Socrate buvant la ciguë : La mort de Socrate, Jacques-Louis David, 1787
Socrate : il vaut mieux subir l'injustice que la commettre
- Socrate, "il vaut mieux subir l'injustice que la commettre".
Socrate, philosophe et condamné à mort
Socrate et Criton
Toute l'œuvre de Platon est un hommage à Socrate : celui-ci conduit l'interrogation dans la plupart des dialogues. Or il n'a rien écrit et les témoignages des Anciens sur sa personne sont difficiles à accorder. Pour ses contemporains déjà il était une énigme vivante, le plus étrange, le plus déconcertant des hommes. Aristophane, dans les Nuées, le présente aussi malin que les pires sophistes [maîtres de l'art du discours, la rhétorique], mais perdu dans de nébuleuses spéculations astronomiques et météorologiques, comme les "physiciens" ses prédécesseurs.
Platon, qui avait quatre à cinq ans lors de cette comédie, la taxera de calomnie dans l'Apologie : loin de chercher à percer les secrets du ciel, Socrate, inspiré par le précepte delphique, "Connais-toi toi-même", s'est attaché à une sagesse toute humaine. (…)
Socrate, film de Rossellini, 1970
Signe de contradictions, Socrate a suscité les passions les plus violentes : l'amour impur d'Alcibiade, comme la ferveur du pur "philo-sophe", amant de la seule Sagesse, mais aussi la haine de ceux qui l'ont condamné à boire la ciguë.
l'ironie socratique
Par ses enquêtes perpétuelles, il s'était rendu insupportable à beaucoup. Désigné par l'oracle de Delphes comme le plus sage ou le plus savant des hommes (le grec sophos unit les deux acceptions), il voulut mettre à l'épreuve le savoir des autres, en découvrit les faux-semblants, et que lui seul savait qu'il ne savait rien.
Ainsi cheminant par les ruelles d'Athènes, il arrêtait le premier venu et l'interrogeait sur ce qui devait être de sa compétence : l'artisan sur sa technique, le poète sur son inspiration, deux généraux sur leur courage, un devin, c'est-à-dire un spécialiste de ce qui plaît aux dieux, sur la piété. Insensiblement conduit par des questions insidieuses, l'interlocuteur est bientôt pris aux rets de ses propres affirmations et commence par se débattre.
Cette interrogation qui se retourne contre toute réponse (tel est le sens étymologique de l'ironie socratique) le paralyse, comme le fait le poisson-torpille pour qui le touche. Souvent il s'irrite, d'autant plus que les assistants se rient de son embarras tant que leur tour n'est pas venu.

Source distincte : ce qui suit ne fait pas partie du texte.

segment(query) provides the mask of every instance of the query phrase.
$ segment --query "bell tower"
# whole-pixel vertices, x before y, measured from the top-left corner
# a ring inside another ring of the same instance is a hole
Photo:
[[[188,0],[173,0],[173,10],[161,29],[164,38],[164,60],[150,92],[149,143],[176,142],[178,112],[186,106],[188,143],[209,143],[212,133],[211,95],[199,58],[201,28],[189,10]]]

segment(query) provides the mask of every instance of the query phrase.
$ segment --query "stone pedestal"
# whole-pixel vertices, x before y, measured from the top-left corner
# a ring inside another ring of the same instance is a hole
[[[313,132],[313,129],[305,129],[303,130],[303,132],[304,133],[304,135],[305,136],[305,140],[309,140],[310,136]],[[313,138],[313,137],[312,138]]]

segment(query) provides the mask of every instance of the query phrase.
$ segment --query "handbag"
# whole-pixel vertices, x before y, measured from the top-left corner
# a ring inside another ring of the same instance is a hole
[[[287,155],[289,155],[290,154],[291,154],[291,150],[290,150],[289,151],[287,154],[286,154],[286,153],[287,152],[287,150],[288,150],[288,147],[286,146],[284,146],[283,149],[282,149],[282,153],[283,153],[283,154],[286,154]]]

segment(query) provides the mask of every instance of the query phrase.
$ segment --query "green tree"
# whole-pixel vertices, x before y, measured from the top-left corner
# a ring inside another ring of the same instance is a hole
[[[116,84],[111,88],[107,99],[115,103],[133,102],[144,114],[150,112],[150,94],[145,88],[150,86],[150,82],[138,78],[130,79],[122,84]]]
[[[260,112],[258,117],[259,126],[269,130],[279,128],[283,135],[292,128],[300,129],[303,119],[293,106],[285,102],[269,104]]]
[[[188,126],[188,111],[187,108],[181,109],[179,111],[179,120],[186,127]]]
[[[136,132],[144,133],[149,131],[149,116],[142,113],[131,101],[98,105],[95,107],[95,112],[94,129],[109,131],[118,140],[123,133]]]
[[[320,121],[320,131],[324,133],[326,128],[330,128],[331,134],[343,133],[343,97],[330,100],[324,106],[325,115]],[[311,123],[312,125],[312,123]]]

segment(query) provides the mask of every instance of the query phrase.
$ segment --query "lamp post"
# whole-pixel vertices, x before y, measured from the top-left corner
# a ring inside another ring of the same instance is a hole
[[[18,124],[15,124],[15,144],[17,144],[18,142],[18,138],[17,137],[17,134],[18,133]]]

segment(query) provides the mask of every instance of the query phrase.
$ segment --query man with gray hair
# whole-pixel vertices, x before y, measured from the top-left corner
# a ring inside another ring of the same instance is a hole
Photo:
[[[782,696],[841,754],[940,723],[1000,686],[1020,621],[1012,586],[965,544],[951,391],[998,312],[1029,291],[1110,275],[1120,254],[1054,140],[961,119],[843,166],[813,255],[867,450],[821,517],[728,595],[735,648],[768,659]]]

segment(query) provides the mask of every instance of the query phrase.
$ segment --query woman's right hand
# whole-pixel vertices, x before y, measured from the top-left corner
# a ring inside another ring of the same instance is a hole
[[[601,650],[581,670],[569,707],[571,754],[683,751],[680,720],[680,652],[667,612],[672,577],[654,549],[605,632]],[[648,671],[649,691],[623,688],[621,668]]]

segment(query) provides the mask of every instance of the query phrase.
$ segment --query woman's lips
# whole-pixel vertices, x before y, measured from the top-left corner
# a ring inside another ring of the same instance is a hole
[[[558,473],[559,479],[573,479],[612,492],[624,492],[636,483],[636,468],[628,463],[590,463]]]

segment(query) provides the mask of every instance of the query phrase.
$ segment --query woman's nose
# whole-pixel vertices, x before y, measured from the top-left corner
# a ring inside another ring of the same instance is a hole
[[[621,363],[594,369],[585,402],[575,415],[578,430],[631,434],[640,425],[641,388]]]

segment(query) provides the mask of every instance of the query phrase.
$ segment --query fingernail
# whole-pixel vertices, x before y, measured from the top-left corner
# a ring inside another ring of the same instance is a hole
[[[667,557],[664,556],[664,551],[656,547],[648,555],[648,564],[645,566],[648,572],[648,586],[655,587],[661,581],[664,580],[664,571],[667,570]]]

Socrate, film de Rossellini, 1970
L'insolence de Socrate, se jouant avec prédilection des gens installés dans leur bonne conscience et leur mauvais foi, attachait à ses pas quantité de jeunes sans doute pressés de mettre ensuite leurs proches à l'épreuve, "n'épargnant ni père ni mère", dira Platon, et tiraillant les arguments en tous sens comme de jeunes chiens.
c'est la réaction démocratique qui condamne Socrate
Corruption de la jeunesse, énonce l'acte d'accusation. En outre le cercle socratique avait compté parmi ses familiers, non seulement le scandaleux Alcibiade, mais Charmide et Critias, du parti des Trente tyrans ayant régné quelques mois par la terreur, au moment où Athènes était vaincue par Sparte : le procès de Socrate eut lieu dans les années de violente réaction démocratique qui suivent leur chute.

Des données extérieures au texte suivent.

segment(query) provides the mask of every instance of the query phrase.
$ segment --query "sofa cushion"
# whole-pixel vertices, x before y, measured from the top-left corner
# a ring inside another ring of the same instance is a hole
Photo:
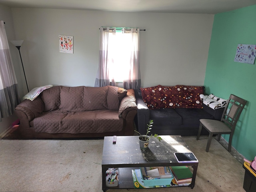
[[[154,120],[154,126],[157,128],[158,126],[179,125],[182,124],[182,117],[174,109],[163,108],[151,110],[150,114],[150,119]]]
[[[44,103],[44,111],[51,111],[59,109],[60,104],[60,94],[62,86],[54,86],[44,90],[41,97]]]
[[[118,116],[118,111],[105,110],[48,112],[33,121],[37,132],[78,134],[121,131],[124,121]]]
[[[176,85],[175,87],[178,89],[180,89],[180,91],[182,92],[183,99],[181,107],[202,108],[200,95],[204,94],[204,86]]]
[[[191,127],[199,126],[200,119],[214,118],[213,116],[201,109],[176,108],[174,110],[182,118],[182,124],[190,125]]]
[[[83,106],[84,86],[63,86],[60,94],[60,109],[66,111],[85,110]]]

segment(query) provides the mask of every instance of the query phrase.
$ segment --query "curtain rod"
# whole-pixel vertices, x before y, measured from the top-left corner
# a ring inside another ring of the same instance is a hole
[[[99,28],[99,29],[100,29],[100,28]],[[103,28],[103,30],[106,30],[106,28]],[[109,29],[110,30],[114,30],[114,29]],[[116,30],[117,31],[122,31],[123,30],[123,29],[116,29]],[[130,31],[131,30],[130,29],[126,29],[126,30],[127,31]],[[146,31],[146,29],[140,29],[140,31]]]

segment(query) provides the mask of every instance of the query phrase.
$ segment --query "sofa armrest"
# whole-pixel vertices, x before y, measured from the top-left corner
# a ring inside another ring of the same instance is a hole
[[[202,104],[202,106],[203,109],[213,116],[214,117],[214,119],[219,120],[220,120],[221,116],[223,113],[223,111],[224,111],[224,108],[222,107],[214,110],[204,103]]]
[[[149,121],[149,109],[142,98],[136,98],[137,115],[135,122],[138,131],[142,134],[147,132],[147,124]]]
[[[26,115],[27,120],[30,121],[43,112],[44,109],[44,102],[40,97],[38,97],[33,101],[24,100],[17,106],[15,111],[18,118],[22,122],[25,116],[24,115]]]
[[[137,110],[137,105],[134,90],[130,89],[127,90],[126,96],[120,102],[118,113],[119,116],[126,119],[129,112],[132,110]]]

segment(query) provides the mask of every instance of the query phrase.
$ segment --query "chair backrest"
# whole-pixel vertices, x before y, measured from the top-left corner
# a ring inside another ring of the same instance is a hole
[[[247,101],[231,94],[228,100],[221,120],[229,126],[234,131]]]

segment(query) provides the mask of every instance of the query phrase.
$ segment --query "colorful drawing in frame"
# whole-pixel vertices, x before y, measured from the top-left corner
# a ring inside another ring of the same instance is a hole
[[[234,61],[253,64],[256,56],[256,45],[238,44]]]
[[[70,35],[59,35],[60,52],[73,53],[73,38]]]

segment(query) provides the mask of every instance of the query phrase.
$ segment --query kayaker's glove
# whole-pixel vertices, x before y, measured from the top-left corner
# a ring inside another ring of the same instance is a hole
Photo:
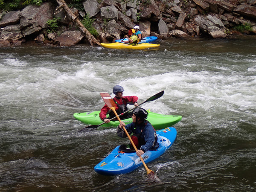
[[[125,138],[127,137],[124,130],[122,128],[120,128],[119,125],[117,126],[117,128],[116,128],[116,133],[117,133],[117,135],[120,137]]]

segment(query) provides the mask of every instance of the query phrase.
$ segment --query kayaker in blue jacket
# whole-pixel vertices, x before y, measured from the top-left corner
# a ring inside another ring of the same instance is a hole
[[[133,133],[131,138],[136,147],[138,148],[137,155],[140,156],[143,153],[159,144],[157,143],[157,136],[156,131],[148,121],[148,112],[144,109],[137,108],[133,111],[132,122],[125,125],[121,121],[117,127],[117,135],[122,138],[127,137],[122,128],[125,126],[129,134]],[[131,147],[132,145],[131,145]],[[139,150],[140,149],[140,150]]]

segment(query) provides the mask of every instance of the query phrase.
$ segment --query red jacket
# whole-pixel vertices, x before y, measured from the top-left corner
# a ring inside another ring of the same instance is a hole
[[[120,98],[115,96],[114,99],[115,101],[120,105],[122,105],[123,101],[124,105],[126,106],[127,104],[130,104],[129,103],[134,104],[135,102],[137,102],[138,98],[138,97],[137,97],[136,96],[124,96],[122,98]],[[117,105],[117,104],[116,104],[116,111],[118,109],[118,105]],[[105,105],[102,108],[100,113],[99,113],[99,118],[102,120],[103,120],[103,119],[106,118],[106,115],[109,110],[110,110],[110,109],[106,105]]]

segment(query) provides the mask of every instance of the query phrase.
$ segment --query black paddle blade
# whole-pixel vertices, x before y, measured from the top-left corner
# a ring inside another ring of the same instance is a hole
[[[159,92],[158,93],[157,93],[155,95],[153,95],[150,98],[148,99],[144,102],[152,101],[154,101],[154,100],[157,99],[158,99],[158,98],[161,97],[162,96],[163,96],[163,93],[164,93],[164,91],[163,90],[163,91],[161,91],[160,92]]]
[[[87,129],[88,128],[97,128],[98,127],[99,127],[99,125],[89,125],[87,127],[84,127],[83,128],[83,129]]]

Socrate, qui avait tenu tête à la stupide fureur populaire, lors de l'injuste condamnation des généraux vainqueurs des Arginuses, ne cachait pas ses sympathies pour la constitution lacédémonienne [Sparte]. Et son entourage pratiquait, assez largement semble-t-il, ces mœurs favorisées par l'éducation spartiate, et que Platon dira "contre-nature" (Phèdre, Lois). Aussi, mettra-t-il dans la bouche d'Alcibiade lui-même, avouant sa frustration, le plus net éloge de la chasteté de Socrate (Banquet).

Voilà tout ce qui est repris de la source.